In August 1879, Ter-Tadevos took his ten-year-old son Hovhannes to Etchmiadzin to study at the Gevorgyan Seminary, but when he saw student’s pale faces he gave up his intention.
After returning from Etchmiadzin to Dsegh, Toumanian's father heard about Jalalogli's (now Stepanavan) newly opened school for boys and girls. In the fall of 1879, he took his two sons, Hovhannes and Rostom, there to study in the large and exemplary school, founded on the initiative of teacher Tigran.
Tigran Ter-Davtyan was a close friend of Ter-Tadevos.
At the time of Toumanian's admission to Jalaloghli School, the number of pupils in the boys' school was 125, and in the girls' school - 60.
The school had a regular teaching staff of four male and two female teachers. The following subjects were taught here with a new pedagogical approach: Armenian language, history, Russian language, geography, arithmetic, singing, French, physics and general history.
The inspector of the school, teacher of geography and history was Tigran Ter-Davtyan, one of the educated and developed individuals of the time.

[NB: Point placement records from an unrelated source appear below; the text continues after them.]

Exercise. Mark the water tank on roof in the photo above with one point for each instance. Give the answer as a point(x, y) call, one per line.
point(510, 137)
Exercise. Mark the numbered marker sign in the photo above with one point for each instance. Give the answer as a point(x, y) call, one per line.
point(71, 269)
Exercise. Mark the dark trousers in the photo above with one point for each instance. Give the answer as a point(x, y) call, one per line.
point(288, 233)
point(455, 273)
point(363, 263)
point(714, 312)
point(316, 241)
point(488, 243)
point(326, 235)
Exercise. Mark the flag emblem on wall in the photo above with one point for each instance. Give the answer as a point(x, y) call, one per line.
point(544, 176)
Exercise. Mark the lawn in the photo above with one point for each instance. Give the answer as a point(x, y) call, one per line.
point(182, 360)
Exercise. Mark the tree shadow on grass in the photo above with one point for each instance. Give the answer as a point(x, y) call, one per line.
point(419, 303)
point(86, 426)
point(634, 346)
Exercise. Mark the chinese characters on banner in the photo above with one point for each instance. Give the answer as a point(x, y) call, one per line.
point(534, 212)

Toumanian particularly liked the teacher's history lessons, especially when he told his travel impressions of Constantinople, Jerusalem and Egypt.
Tigran Ter-Davtyan organized “learning” classes in his house in order to increase the studen’s educational progress, which Toumanian also attended. The lessons were conducted by the teacher’s eldest daughter Vergine.
The teacher also had a rich library, which the students used during reading hours: sometimes teacher Tigran took part of those hours by reading and translating excerpts from the French illustrated edition of Hugo’s “Les Miserables”.
In the warm atmosphere of those evenings, a feeling of tender closeness towards Vergine is formed in young Toumanian. As an answer to Vergine’s remark “Maybe you'll forget about your lessons as you're obsessed with me”, Toumanian wrote his first love verse “A part of my soul” (1881) (it is the first among those preserved).
It was the time that young Toumanian stood out for his poetic skills, writing not only love, but also patriotic and satirical poems: for instance, “Sway” (1882), “When the strict winter passes away” (1883), “The Armenian Merchants” (1883).
After 1882-1883 academic year, the history of the school’s four-year existence ended by order of the tsarist government – Toumanian returns to the village.